In this case, the division of the 8 violins into 2 cascades of 4 violins each mirrors the division of the chord into harmonics of the sectional fundamental that are divisible by 3 and those that are not. Over the course of the piece, the partitioning of the 8 violins into subsets varies, and I use different combinations of polyrhythms and cascades to delineate and connect the subsets.
These rhythmic relationships can be heard on multiple levels - one can listen to the overall composite rhythm, which has the fastest speed of articulation and also the longest cycle, as well as the shorter and slower rhythmic cycles created by various subsets.
For me, the process of recording and mixing the violin octet is as much a part of the piece as the composition on paper. I composed an earlier version of the piece in early 2012 while living in Bushwick, Brooklyn and recorded it over several all-night sessions in the nearby studio of my friend Christopher Botta soon after. A few months later, I realized I was missing an important conceptual link in the material, and recomposed the piece, recording the new version that fall in the same studio while living in Montclair, NJ.
These all-night recording sessions constituted a very intense training in attention. I listened to sine tone versions in headphones to help stabilize the interval. Tuning thus became a multifaceted endeavor – attempting to 1) slow down the beating of each fundamental to the corresponding sine tone, 2) slow down the beating of the reinforced harmonics within the interval, 3) maximize the difference tones, and 4) align my bow changes with the click track. The effect of bow pressure and speed on the intonation of an open string was extremely noticeable – I had to tune open strings at the correct tempo, because if tuning with an arbitrary bow speed I would notice a subtle difference in pitch at the actual tempo.

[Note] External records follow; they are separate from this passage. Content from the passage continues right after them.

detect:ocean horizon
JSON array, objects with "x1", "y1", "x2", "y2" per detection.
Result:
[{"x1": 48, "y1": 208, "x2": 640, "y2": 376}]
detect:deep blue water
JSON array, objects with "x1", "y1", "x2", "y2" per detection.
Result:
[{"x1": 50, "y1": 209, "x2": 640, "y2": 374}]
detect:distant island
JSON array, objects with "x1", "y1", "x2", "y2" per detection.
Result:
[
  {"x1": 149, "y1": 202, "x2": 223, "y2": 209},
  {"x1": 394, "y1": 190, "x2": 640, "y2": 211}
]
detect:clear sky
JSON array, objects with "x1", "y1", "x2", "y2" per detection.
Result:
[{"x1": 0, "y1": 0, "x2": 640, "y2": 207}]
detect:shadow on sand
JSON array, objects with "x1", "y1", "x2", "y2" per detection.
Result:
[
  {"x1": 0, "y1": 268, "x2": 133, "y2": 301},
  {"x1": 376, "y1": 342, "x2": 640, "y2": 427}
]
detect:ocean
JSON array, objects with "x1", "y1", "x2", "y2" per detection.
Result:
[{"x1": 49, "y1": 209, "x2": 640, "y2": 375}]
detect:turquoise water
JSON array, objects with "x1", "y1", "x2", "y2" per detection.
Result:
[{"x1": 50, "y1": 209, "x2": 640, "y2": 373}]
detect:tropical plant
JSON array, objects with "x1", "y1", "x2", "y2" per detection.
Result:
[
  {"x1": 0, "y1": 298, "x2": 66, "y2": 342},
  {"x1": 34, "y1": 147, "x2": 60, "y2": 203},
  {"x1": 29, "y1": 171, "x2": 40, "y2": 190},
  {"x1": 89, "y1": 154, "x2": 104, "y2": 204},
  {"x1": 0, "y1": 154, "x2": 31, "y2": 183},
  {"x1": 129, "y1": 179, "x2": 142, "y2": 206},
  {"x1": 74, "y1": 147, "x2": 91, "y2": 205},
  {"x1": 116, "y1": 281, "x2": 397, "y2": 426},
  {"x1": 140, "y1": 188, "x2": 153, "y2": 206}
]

Attempting to slow down all these beatings while maintaining a steady bow speed engages the mind and body in a subtle and precise relationship. Manifesting the interval as clearly as possible given the physical nature of the instrument, the body, the air, the room, at that moment in time, I was imagining, perceiving, analyzing, hearing, and feeling in myriad ways the presence of a unified entity. For long stretches I felt this entity with my entire being, as different modes of perception became unified, while at the same time I could focus my attention on different aspects of the entity. In playing an interval continuously for many minutes, I could get into a zone where my attention was completely manifest in the sound.
Recording the full duration of each note in complete takes, sometimes lasting ten minutes or more, was important in order to preserve this sense of a continuous evolution of the zone. In layering these zones on top of each other and mixing them with Chris Botta, I aimed to unify them into a still larger entity, encompassing and interrelating the journeys of each note.